In response to US President Donald Trump announced his "merit based" immigration proposal, Democrat Senator Kamala Harris invoked her unique background as a presidential candidate -- being the daughter of an Indian immigrant.
"I found the announcement today to be shortsighted," CNN quoted Harris as saying on Thursday before an Asian American audience in Las Vegas.
On the plan's intention to award immigrants certain points based on education or skills, Harris said: "We cannot allow people to start parsing and pointing fingers and creating hierarchies among immigrants.
"The beauty of the tradition of our country has been to say, when you walk through the door, you are equal. We spoke those words in 1776, 'we are all equal' and should be treated that way. Not, oh well, if you come from this place, you might only have a certain number of points, and if you come from that place you might have a different number of points."
Asians have historically immigrated as family units, Harris added.
"It is, and has always been, about family. And that was completely overlooked, and I would suggest, denied, in the way the policy was outlined today."
At the event hosted by an Asian American group, One APIA Nevada, Harris dove into her barrier-breaking election to the US Senate as the first South Asian to serve in the body's history. She acknowledged her presidential run as a biracial woman helping to shatter notions about being black, Asian and a woman.

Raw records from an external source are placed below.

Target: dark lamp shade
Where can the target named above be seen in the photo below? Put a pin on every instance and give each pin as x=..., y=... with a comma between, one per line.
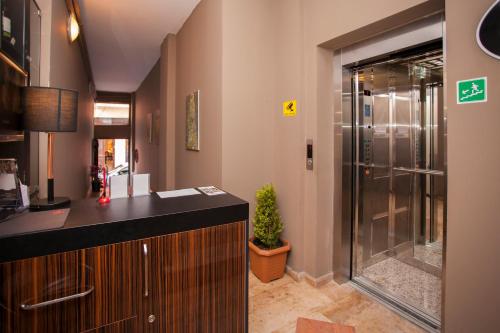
x=50, y=109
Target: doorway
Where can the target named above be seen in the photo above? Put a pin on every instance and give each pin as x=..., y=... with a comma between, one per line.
x=398, y=164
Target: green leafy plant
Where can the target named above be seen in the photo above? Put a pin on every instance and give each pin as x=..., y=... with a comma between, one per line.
x=267, y=222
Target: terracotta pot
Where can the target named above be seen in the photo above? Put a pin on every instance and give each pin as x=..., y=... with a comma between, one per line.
x=268, y=265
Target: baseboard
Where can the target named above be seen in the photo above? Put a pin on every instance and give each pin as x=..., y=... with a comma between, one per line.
x=315, y=282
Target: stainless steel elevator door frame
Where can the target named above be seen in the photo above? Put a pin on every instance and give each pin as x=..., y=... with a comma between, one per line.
x=415, y=171
x=380, y=211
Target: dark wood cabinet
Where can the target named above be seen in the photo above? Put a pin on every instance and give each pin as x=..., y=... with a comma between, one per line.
x=69, y=292
x=192, y=281
x=196, y=281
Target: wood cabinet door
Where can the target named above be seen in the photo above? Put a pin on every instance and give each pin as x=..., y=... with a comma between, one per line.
x=69, y=292
x=197, y=281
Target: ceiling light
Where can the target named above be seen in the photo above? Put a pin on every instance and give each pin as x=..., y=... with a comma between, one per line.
x=73, y=28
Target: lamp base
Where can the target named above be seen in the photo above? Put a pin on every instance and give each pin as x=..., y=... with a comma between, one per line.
x=45, y=204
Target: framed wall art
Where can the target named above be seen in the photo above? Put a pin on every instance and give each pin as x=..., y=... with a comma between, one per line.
x=193, y=121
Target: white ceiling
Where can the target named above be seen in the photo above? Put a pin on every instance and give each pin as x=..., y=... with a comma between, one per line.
x=124, y=37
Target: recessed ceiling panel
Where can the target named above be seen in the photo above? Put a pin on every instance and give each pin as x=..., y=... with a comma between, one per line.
x=124, y=37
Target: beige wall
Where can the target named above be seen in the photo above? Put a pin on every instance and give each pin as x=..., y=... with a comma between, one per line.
x=472, y=276
x=72, y=150
x=168, y=66
x=199, y=67
x=248, y=97
x=258, y=62
x=147, y=102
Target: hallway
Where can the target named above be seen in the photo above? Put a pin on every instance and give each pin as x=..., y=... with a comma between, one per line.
x=275, y=307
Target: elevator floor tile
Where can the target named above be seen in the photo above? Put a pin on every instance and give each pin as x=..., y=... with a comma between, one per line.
x=412, y=285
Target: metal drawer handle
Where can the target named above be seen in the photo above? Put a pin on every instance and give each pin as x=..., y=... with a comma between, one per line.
x=146, y=271
x=55, y=301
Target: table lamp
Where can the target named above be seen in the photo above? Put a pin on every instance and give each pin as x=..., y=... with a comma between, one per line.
x=50, y=110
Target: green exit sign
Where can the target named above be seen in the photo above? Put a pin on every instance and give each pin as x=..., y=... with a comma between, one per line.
x=472, y=91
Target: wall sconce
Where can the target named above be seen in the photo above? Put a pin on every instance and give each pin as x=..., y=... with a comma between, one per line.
x=73, y=28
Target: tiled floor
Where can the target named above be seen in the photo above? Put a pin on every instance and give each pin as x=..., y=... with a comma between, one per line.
x=417, y=287
x=274, y=307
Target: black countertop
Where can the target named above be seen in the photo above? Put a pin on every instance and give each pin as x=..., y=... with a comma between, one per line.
x=90, y=224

In her campaign stump speech, Harris always includes stories about how her mother, Shyamala Gopalan, impacted every aspect of her life. And while she has spoken about visits to India during her book tour, Harris on the trail has leaned far more into the African American identity her mother raised her to embrace.
An audience member asked Harris if she would consider wearing a traditional Indian saree to her inauguration.
"Let's first win," Harris responded. "My mother raised us with a very strong appreciation for our cultural background and pride. Celebrations that we all participate in regardless of how our last name is spelled. It's the beauty of who we are as a nation."